We do experimental work to report the gain in performance when going from a simple Bi-LSTM (without pretrained word embeddings) to modifying our architecture and word embeddings to finally using a Bi-LSTM with CRF layer which gave best results . We use the GMB dataset for all our experiments.

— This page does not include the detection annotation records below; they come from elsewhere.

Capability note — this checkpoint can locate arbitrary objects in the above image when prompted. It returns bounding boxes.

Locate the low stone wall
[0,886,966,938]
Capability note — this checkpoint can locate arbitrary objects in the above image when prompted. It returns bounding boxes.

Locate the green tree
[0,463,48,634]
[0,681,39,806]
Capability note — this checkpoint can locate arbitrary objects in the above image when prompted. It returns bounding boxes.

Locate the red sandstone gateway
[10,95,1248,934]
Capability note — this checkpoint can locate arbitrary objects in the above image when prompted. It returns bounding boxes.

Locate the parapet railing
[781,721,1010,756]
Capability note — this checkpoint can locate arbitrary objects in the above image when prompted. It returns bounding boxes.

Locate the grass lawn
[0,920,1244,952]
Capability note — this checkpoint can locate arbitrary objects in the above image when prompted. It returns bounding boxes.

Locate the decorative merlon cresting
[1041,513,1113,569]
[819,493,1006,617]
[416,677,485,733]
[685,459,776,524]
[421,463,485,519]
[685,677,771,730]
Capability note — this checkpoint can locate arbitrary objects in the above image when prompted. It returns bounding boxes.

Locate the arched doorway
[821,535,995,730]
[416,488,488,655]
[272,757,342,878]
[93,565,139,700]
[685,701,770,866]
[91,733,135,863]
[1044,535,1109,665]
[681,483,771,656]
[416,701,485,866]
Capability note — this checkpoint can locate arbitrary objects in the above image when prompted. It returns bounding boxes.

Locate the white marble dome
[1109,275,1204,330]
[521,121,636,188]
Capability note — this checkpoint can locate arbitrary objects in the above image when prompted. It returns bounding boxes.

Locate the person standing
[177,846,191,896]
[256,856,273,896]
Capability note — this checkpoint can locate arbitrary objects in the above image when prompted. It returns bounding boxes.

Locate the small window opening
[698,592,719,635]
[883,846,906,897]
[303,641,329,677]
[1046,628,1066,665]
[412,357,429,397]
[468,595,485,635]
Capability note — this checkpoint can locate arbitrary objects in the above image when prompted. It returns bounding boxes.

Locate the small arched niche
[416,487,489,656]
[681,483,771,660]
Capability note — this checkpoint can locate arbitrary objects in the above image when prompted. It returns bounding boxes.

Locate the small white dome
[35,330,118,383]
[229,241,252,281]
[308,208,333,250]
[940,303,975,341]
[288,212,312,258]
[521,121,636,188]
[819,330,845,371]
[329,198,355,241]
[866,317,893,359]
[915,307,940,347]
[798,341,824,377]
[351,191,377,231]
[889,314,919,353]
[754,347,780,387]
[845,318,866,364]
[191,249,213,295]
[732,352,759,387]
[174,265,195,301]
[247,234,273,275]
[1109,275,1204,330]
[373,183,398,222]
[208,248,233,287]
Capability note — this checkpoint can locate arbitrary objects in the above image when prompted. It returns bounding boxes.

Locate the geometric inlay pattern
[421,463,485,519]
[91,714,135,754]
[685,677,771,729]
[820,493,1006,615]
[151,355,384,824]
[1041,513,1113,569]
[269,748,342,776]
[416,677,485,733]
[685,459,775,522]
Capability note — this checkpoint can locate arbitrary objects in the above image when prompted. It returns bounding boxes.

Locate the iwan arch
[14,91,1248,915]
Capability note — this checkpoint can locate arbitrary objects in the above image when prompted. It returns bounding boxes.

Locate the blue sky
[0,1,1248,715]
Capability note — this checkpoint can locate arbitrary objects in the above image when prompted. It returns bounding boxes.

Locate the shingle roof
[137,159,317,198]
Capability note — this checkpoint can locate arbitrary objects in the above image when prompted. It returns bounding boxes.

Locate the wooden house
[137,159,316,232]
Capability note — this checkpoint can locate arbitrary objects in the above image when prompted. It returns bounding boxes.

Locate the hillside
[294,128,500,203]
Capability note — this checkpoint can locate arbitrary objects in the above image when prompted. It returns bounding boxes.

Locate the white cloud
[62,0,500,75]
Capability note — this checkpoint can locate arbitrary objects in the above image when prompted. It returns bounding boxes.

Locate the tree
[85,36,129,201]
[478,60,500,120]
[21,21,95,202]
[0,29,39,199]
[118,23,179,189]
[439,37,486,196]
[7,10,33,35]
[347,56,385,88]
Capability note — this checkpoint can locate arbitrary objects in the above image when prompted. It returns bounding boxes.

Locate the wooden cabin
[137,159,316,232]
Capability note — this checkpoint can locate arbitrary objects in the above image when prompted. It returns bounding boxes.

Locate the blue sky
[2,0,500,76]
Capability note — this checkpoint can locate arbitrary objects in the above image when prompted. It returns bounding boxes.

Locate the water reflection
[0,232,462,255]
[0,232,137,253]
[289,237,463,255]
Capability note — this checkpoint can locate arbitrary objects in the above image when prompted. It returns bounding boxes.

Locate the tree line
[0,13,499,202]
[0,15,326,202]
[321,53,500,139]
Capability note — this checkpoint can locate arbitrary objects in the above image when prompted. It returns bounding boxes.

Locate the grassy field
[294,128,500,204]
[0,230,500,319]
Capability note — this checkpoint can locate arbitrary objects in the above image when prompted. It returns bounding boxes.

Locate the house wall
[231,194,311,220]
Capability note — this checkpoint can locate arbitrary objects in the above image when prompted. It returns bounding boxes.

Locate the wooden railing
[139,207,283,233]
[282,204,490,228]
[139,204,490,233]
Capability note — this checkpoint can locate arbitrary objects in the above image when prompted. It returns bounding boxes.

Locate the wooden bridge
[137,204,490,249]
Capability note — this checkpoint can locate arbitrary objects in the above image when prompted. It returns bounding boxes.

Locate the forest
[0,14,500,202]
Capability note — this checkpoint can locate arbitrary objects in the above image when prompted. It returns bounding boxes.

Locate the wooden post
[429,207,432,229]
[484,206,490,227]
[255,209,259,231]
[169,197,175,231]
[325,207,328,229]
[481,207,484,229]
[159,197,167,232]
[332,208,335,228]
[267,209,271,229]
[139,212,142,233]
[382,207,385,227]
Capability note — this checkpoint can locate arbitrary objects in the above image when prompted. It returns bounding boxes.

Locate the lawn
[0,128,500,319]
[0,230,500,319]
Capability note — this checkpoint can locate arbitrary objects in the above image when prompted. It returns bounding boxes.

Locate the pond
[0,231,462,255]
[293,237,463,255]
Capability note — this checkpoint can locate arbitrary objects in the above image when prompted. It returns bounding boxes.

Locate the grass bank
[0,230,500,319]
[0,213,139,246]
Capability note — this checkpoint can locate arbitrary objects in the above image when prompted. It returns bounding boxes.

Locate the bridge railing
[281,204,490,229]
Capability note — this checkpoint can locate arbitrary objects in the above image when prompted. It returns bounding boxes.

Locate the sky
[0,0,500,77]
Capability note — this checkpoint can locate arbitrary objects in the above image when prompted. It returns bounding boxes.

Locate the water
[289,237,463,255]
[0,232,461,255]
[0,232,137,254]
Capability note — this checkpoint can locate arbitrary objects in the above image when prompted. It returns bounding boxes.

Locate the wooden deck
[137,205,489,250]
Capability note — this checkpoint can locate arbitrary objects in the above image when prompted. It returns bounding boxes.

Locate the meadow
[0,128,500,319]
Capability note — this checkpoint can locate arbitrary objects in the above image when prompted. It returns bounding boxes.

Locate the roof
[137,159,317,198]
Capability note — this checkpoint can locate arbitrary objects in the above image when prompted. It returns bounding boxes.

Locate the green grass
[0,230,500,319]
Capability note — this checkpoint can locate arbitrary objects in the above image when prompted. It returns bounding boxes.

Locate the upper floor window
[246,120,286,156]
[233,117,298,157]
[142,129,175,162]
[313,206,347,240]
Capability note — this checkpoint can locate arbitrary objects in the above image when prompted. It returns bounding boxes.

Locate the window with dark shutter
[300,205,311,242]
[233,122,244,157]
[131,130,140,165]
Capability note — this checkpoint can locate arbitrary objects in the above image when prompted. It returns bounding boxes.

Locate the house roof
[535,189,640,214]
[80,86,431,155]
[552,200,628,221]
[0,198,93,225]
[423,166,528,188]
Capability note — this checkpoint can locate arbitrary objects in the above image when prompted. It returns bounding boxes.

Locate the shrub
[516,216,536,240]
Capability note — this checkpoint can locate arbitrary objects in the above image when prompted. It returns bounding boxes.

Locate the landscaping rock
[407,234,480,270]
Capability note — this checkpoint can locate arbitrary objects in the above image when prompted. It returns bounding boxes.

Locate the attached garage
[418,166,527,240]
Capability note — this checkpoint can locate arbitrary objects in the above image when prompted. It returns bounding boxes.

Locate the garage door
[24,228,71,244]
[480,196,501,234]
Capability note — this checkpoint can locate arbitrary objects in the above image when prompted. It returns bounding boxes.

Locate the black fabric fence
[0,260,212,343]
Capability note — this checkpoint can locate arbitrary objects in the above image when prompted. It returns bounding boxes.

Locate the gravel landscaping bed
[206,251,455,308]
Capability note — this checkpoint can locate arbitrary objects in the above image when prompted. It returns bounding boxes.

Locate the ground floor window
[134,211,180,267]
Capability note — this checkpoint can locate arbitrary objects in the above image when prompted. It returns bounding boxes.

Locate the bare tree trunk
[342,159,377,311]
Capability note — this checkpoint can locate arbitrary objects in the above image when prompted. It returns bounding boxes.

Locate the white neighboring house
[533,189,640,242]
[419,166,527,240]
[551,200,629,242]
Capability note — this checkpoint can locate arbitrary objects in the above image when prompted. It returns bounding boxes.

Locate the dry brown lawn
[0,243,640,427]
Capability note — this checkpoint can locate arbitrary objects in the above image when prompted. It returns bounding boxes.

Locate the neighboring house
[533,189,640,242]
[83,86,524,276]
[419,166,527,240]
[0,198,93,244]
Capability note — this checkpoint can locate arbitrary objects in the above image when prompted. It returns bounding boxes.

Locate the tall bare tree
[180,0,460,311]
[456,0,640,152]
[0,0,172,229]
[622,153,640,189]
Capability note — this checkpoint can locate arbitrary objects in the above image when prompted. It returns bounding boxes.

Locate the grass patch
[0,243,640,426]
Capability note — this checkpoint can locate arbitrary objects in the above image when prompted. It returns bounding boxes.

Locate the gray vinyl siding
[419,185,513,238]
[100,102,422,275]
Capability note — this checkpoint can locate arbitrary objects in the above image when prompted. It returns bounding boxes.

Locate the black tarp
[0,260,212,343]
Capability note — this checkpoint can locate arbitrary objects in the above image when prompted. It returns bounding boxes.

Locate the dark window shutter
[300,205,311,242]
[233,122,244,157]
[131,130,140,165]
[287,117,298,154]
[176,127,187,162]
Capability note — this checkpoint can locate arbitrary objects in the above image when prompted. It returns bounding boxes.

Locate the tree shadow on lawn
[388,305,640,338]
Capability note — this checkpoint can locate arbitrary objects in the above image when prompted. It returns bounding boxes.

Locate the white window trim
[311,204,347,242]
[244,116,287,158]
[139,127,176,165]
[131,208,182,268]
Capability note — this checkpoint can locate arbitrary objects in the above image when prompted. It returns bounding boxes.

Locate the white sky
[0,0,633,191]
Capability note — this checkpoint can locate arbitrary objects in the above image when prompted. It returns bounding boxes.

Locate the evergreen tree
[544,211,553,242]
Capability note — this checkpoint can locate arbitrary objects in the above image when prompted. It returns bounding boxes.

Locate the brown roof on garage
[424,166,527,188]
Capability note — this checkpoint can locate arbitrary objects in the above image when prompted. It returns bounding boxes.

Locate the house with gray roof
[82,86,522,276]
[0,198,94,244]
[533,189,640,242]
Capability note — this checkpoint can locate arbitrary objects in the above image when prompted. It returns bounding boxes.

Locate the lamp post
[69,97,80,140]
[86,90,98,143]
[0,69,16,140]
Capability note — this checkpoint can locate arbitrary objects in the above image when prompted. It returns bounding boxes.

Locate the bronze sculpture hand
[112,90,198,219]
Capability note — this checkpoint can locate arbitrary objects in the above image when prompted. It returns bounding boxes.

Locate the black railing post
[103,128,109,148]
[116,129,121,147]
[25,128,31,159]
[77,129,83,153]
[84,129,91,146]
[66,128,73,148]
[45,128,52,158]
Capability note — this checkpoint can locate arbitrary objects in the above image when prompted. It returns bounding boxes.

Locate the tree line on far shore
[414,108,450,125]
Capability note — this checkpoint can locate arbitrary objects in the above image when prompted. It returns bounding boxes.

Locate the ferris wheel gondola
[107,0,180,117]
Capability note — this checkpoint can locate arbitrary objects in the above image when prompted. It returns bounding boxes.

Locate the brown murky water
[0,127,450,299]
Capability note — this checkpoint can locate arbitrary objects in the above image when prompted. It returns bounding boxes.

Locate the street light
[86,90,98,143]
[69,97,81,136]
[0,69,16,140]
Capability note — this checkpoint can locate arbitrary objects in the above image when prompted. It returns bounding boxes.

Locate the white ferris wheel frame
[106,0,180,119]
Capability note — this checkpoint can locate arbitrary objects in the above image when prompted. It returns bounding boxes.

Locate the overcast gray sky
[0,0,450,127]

A detailed report can be found here.
first download glove embeddings data file "glove.6B.100d.txt" from https://nlp.stanford.edu/projects/glove/
# clone the repo
git clone <this repo url>
# unzip data
tar -xf ner-gmb.tar.gz #will create a folder called "ner-gmb" having 3 files, test.txt, train.txt and dev.txt
# go into the scripts/ folder
cd scripts/
# run the experiment
python3 train_ner.py --initialization glove --char_embeddings 1 --layer_normalization 0 --crf 0 --output_file output_model.pth --data_dir ../NER_Dataset/ner-gmb --glove_embeddings_file ../glove_data/glove.6B.100d.txt --vocabulary_output_file output_vocab.vocab
- char_embeddings - set to 1 if you want to use character level embeddings
- layer_normalization - set to 1 if you want to use layer_normalized lstm cell in the BiLSTM
- crf - set to 1 if you want to use crf layer on top of the BiLSTM
- output_file output path for saving the trained model
- data_dir cleaned ner-data path, for example, the one which we get after unzipping ner-gmb.tar.gz
- glove_embeddings_file path to glove embeddings file "glove.6B.100d.txt"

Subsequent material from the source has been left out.